Religion in Ukraine
Religion takes a special place in Ukrainians’ lives. Ukraine was the first East-Slavonic country on whose territory Christianity was preached. A Great majority of people believe in God and respect church traditions.
Baptism of Rus'
Traditionally, the missionary siblings Cyril and Methodius are credited with bringing the eastern form of Christianity to the Slavs in the 860s. However, while the population of Kyiv was Christian in the mid tenth century, the ruling parties continued to follow pagan customs. With the ascension of Vladimir as the ruling prince, Vladimir tried to lead a pagan reaction against Christianization. This uprising failed and by the mid 980s Vladimir realized the need to adopt a different religion. In 987, Vladimir sent his trusted followers to explore the religions of the neighboring lands. Upon their return, the envoys reported their impressions of the other religions, while expressing their fascination of the festive ritual in the cathedral Hagia Sophia in Constantinople.

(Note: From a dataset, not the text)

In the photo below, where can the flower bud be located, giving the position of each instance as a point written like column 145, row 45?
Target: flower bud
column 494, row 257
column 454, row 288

At the same time, Emperor Basil II in Constantinople reached out to Vladimir asking for his support in suppressing a revolt of some of his generals. In response, Vladimir sent troops to help Basil stop the revolt. As part of their earlier agreement, Vladimir was baptized with the Christian name Basil, and further enriched his baptism by a marriage to Basil II’s sister, Anna Porphyrogenita.
Having accepted Christianity, Vladimir then called the people of Kiev to be baptized in the Dnieper River, also known as the iconic event of the Baptism of Rus'. In the following days the ceremony was observed throughout the realm of Vladimir, Grand Prince of Kiev and Novgorod.
By the act of baptizing his subjects, Vladimir indicated the acceptance of Orthodox Christianity as the nation’s religion. Furthermore, it was this event that the lands of the Rus and the Slavic East entered into the greater Christian world as part of the Hellenic Christian heritage. This event, the baptism of the Slavic people, as per the words of Fr. John Meyendorff “signified thier integration into the Byzantine Roman empire itself."
Among the 45 million people living in Ukraine, 70% call themselves religious. Orthodox Christianity is the most popular religion on the territory of Ukraine, with almost 76% believers adhering to this confession. Christianity in Ukraine is manifested through the five main churches: Ukrainian Orthodox Church of Kyiv Patriarchate, Ukrainian Orthodox Church of Moscow Patriarchate, Ukrainian Autocephalous Orthodox Church, Ukrainian Greek Catholic Church and Ukrainian Roman Catholic Church.
Catholicism in Ukraine comes second after Christianity as per the amount of believers. Most of the Catholics pertain to the Ukrainian Greek Catholic Church.
Several religious people in Ukraine belong to Protestant confessions: this group is represented by Baptists, Lutherans, Adventists and others. It is worth being noted that the influence of Protestant Churches involved in missionary work has been rising recently.
The majority of the churches in Ukraine are owned by Ukrainian Orthodox Church of Moscow Patriarchate. These churches are distinguished for their astonishing structure, adornment and splendor.
Although Christianity is the state religion of Ukraine, there are also Judaic and Islamic communities in the country. The Ukrainian Judaic religious community is the third-largest in Europe and the fifth worldwide. As per statistical analysis, there are approximately 400 thousand Jews in Ukraine, concentrated commonly in large cities such as Kyiv, Dnipro, Odessa and Kharkiv. Each year, Judaists gather at the holy tomb of Reb Nachman in Uman, Ukraine. The Ukrainian Muslim communities amount to 0.6-0.9 percent. A great percentage of Ukrainian Muslims are Crimean Tatars. While, there were roughly one million Muslims in Ukraine, after the annexation of Crimea in 2014, a great majority of them stayed on that territory.
Furthermore, there are several religious groups in Ukraine which practice Buddhism, Hinduism and Paganism, however, they are uncommon for Eastern Europe. There are also Ukrainians who believe in God but do not belong to any official religion.
Ukraine’s religion can be discribed as multifaceted. Nonetheless, followers of all religions, even those who are involved in serious conflicts abroad, coexist peacefully in Ukraine. This can be explained by the amiable and open-minded character of the Ukrainian people.